The Cloud is Faster Because it is More IterativeAlex Fields
It is perhaps no surprise that many organizations have been adopting cloud and mobility the way they would have adopted a new server upgrade in the past, but that’s not quite right. We have been trained to take changes in larger leaps and bounds, and less often.
In the cloud, there cloud be several new features being released into any given service on any given day. Sadly however, adoption of these services is still happening at a rate commensurate with the olden days of on-premises server upgrades that would come around only every 3-5 years. But contrary to popular belief (and practice), you do not pick up your apps & data, set them all down in this new cloudy environment, and then forget about the whole thing for the next few years until the next big upgrade comes around.
Instead, we have to learn that the way forward is adopting new changes that are each smaller in scale on their own, but we should expect that they will happen with much more frequency. One clue that we’re headed in this direction is that Windows 10 works much in the same way by default–there will no longer be major releases every few years, instead all updates will be delivered over the Windows Update service in a series of “branches.” The most an admin can do is adjust which branch they participate in (i.e. they can delay non-critical updates for a period of time).
Rome wasn’t built in a day
We need to make this same adjustment to our thinking about all of our IT systems. When we do, we realize that far from killing off the IT department, the cloud is going to put us all to work more than ever before. I’ll give you another practical, real-world example.

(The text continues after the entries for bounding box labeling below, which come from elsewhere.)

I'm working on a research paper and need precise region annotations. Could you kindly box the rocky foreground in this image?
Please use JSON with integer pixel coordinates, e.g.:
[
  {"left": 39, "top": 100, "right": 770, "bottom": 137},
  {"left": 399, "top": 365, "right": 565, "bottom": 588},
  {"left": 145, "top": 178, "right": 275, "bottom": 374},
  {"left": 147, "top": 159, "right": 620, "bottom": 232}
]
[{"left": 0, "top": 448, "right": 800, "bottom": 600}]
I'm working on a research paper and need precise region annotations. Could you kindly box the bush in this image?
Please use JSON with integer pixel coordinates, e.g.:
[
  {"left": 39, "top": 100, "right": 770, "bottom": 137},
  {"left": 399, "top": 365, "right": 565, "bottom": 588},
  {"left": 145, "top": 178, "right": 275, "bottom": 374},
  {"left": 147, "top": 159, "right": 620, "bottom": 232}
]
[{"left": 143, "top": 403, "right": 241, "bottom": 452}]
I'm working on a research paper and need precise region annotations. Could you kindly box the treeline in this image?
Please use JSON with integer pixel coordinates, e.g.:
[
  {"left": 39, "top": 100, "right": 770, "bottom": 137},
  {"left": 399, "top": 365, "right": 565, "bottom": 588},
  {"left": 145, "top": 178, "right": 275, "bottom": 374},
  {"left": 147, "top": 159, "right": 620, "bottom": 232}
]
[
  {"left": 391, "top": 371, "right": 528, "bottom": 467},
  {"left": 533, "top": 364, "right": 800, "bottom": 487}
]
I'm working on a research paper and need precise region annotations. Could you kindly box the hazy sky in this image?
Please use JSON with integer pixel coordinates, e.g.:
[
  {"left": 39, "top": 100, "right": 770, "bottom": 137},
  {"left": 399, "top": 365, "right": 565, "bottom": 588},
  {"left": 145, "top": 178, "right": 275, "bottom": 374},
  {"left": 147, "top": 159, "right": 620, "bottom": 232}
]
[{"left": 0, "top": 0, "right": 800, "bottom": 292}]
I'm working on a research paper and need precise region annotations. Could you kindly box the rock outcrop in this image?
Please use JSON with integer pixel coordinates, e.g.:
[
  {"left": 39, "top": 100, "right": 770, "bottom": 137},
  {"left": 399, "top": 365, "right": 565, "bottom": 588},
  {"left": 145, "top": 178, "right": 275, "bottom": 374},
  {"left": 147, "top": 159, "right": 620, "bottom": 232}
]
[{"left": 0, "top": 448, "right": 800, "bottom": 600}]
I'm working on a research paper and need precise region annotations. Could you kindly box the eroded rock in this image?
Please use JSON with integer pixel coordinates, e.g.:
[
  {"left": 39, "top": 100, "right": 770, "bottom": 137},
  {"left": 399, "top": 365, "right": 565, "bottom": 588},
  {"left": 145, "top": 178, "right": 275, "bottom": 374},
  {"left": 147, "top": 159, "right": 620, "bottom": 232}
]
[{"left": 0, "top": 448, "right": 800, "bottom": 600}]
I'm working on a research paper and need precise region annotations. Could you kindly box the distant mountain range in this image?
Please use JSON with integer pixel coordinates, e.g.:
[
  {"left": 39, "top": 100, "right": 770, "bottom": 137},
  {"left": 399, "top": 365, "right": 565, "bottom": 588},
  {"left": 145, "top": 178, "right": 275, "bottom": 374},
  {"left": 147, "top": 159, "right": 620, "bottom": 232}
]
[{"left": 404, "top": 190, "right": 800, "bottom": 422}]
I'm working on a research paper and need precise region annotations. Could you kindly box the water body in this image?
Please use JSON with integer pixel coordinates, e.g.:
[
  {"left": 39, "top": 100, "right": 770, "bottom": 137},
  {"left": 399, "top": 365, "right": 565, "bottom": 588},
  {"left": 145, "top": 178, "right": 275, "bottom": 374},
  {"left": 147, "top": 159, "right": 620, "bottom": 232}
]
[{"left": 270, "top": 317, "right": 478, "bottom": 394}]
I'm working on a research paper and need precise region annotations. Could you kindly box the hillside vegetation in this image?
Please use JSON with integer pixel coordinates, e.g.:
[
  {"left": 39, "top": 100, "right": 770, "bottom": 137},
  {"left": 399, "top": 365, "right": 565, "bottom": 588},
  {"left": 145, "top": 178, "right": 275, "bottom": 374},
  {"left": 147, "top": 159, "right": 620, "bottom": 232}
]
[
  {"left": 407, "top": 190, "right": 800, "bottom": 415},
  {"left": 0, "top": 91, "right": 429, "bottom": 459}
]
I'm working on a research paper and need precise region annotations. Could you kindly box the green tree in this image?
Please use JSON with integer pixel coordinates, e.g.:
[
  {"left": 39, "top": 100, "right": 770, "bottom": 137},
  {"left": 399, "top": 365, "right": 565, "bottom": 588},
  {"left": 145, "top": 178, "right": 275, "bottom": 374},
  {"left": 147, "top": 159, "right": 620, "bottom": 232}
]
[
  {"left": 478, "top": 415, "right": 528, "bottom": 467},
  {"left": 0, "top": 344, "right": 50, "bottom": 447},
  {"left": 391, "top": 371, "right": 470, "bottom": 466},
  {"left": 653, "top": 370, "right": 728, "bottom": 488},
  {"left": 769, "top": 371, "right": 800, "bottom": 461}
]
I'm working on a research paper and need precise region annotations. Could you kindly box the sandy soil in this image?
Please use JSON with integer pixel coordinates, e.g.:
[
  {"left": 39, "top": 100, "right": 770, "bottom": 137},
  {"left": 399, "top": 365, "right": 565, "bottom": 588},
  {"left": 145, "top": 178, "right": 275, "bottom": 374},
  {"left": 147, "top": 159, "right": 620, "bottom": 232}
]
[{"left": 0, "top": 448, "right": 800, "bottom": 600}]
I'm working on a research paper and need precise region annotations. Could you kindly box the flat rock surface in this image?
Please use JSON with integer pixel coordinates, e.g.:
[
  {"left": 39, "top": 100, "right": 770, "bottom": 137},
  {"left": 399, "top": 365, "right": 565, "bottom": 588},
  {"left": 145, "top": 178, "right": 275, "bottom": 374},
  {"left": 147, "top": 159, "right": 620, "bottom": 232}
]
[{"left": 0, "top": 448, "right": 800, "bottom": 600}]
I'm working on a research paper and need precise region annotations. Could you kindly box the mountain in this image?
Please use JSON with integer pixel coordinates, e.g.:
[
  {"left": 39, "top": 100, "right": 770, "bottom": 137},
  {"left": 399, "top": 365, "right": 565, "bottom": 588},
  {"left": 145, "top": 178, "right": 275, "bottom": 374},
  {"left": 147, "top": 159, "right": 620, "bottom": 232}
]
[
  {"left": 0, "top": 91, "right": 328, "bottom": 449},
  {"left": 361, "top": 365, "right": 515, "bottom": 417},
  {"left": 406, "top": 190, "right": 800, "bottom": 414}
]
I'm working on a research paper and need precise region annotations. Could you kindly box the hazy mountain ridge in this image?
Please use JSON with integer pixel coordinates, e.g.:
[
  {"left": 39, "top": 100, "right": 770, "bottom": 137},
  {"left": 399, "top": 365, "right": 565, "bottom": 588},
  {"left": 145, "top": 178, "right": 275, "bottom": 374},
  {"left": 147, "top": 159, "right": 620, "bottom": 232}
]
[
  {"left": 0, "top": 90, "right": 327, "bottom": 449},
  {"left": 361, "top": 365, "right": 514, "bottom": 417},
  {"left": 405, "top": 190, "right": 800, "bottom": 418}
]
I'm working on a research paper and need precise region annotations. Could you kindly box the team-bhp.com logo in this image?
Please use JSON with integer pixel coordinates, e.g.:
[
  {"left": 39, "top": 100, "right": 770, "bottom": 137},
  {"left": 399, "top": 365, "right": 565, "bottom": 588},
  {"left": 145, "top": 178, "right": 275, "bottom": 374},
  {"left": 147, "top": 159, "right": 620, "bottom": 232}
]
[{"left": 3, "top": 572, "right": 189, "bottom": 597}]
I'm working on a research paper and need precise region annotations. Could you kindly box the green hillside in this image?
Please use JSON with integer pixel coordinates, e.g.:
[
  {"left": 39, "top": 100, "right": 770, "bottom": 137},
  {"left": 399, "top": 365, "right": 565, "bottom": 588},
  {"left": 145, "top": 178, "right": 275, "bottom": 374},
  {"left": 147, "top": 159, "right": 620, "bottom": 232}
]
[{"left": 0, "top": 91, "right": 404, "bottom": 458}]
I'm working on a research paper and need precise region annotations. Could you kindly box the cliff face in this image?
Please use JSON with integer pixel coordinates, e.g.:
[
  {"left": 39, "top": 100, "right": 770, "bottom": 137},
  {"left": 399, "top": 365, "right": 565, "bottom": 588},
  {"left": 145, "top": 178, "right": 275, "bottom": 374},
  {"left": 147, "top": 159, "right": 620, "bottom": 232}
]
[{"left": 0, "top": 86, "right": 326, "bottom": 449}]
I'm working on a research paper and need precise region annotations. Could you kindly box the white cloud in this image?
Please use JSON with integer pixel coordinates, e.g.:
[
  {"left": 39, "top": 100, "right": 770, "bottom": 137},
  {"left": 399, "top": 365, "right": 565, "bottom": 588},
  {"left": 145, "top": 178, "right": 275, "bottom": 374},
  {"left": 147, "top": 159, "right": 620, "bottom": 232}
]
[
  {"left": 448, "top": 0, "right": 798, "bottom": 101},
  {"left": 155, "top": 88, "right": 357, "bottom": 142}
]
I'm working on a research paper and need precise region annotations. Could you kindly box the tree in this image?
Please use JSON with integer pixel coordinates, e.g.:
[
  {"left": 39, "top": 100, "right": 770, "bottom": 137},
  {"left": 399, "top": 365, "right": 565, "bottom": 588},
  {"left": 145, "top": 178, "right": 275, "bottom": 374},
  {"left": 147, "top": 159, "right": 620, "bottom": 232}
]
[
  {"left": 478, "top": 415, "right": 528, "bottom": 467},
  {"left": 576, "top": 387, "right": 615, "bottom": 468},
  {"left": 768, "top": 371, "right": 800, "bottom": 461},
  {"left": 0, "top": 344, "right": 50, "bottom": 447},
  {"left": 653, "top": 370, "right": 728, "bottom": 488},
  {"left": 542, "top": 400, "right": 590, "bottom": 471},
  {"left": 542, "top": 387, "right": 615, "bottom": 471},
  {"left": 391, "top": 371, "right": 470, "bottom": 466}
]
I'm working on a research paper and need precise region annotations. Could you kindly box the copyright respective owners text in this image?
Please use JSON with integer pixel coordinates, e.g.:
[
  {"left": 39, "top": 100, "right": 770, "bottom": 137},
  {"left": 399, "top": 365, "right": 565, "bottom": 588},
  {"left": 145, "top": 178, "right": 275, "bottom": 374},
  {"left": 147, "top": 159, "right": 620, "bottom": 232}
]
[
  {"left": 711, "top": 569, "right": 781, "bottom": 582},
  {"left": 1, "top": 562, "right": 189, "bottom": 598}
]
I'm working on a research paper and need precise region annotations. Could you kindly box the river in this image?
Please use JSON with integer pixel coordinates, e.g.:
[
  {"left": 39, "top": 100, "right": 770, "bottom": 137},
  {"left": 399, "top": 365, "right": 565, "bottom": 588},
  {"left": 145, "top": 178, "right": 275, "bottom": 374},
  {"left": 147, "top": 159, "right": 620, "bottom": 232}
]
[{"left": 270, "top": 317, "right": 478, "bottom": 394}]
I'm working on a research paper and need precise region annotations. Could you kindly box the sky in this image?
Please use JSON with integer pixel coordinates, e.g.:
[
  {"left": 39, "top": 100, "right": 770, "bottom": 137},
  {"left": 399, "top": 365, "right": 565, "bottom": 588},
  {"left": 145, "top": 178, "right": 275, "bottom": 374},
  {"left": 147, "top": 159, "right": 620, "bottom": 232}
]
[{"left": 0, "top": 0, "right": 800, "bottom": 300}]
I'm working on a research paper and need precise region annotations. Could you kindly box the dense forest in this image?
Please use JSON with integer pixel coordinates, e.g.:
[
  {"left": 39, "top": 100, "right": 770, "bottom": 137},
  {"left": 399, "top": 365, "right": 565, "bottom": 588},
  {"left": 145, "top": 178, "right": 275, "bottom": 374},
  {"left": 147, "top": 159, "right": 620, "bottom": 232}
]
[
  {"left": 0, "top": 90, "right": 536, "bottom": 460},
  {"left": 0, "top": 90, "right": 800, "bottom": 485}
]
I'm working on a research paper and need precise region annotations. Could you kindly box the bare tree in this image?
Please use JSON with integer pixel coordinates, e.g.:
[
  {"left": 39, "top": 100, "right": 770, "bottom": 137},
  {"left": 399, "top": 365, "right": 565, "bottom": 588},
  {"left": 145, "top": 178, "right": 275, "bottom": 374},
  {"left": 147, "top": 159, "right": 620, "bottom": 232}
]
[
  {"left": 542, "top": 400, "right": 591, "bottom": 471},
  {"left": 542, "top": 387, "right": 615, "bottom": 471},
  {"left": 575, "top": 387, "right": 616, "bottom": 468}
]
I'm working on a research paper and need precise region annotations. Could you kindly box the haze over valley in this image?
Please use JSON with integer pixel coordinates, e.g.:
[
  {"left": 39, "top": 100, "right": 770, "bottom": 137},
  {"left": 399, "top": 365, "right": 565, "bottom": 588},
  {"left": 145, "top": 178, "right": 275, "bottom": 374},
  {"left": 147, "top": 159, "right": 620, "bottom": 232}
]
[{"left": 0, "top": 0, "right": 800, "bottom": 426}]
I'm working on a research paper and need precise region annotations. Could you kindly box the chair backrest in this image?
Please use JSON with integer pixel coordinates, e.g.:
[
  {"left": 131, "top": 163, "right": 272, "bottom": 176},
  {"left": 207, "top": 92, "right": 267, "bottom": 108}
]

Let’s say you start your move to the cloud like many organizations do: a migration from Exchange on-premises to Office 365. To most people, the differences will seem negligible at first–for the most part, it feels like the same old Microsoft Exchange. Actually, it probably has a lot more capabilities than you were aware–compared to what you had on-premises. But you might be nervous or feel that it’s “too much” to implement all the extras (or even any of them) at the same time as your initial upgrade. Perhaps.
But guess what? Rome wasn’t built in a day, and you don’t have to build your IT systems that way, either. Maybe this week you can quietly turn on RMS and give users the gift of IRM templates and Email encryption–that won’t be too hard, and it doesn’t take a lot of planning. Configure and test it on a Tuesday afternoon, send out a “heads up” about the new features Wednesday morning.
Then maybe sometime later you decide to enable Multi-factor authentication (slightly more planning, but not bad) and follow it up with Azure Active Directory Premium–hey check out that new Identity Protection feature! Or–would you look at that–Microsoft now offers free Mobile Device Management with Office 365–enable it to deliver the gift of self-installing Email profiles for new mobile devices, and selective wipe functions for departing employees.
Then you get into SaaS management, and learn through Cloud App Discovery that more than 50% of your users already use Evernote and Dropbox for Business or similar. I wonder if you could enable single-sign on for those apps in Azure Active Directory? Why yes, yes you can! And the list goes on.
Small changes + more frequency = greater velocity
Because of the cloud, change is now happening faster than ever–we can no longer deny that. But what most people don’t yet realize is that change has also never been easier or more accessible. The increase in velocity is not because so many things are changing all at once, but because we have the power to change so little–it’s just that we can now change it all the time. The good news is, you do not have to “catch up” all at once, either. Start small, and just keep moving. Big shifts are precipitated by smaller ones.
It’s funny because these little tweaks might seem to unfold slowly over time, but looking at it objectively: within a single year, your environment could easily go through more iterations, and see more improvements, than it might have seen in a full 3-year refresh cycle in the past.
Lesson: in the cloud, you do not need to make grand plans and go through a painful upgrade process to add new functionality. Just light up a new feature here, enable a new one there. As you move forward each day, you add a new dimension to your overall visibility and increase your level of control over apps, data and ultimately the end-user experience.
And by the way, your IT job is not going away anytime soon–far from it–you just have to be willing to pick up your feet a little bit more each day to keep pace with the industry. I think it’s a heck of a lot of fun, and I hope that you will agree with me. Good luck out there with your incremental upgrades!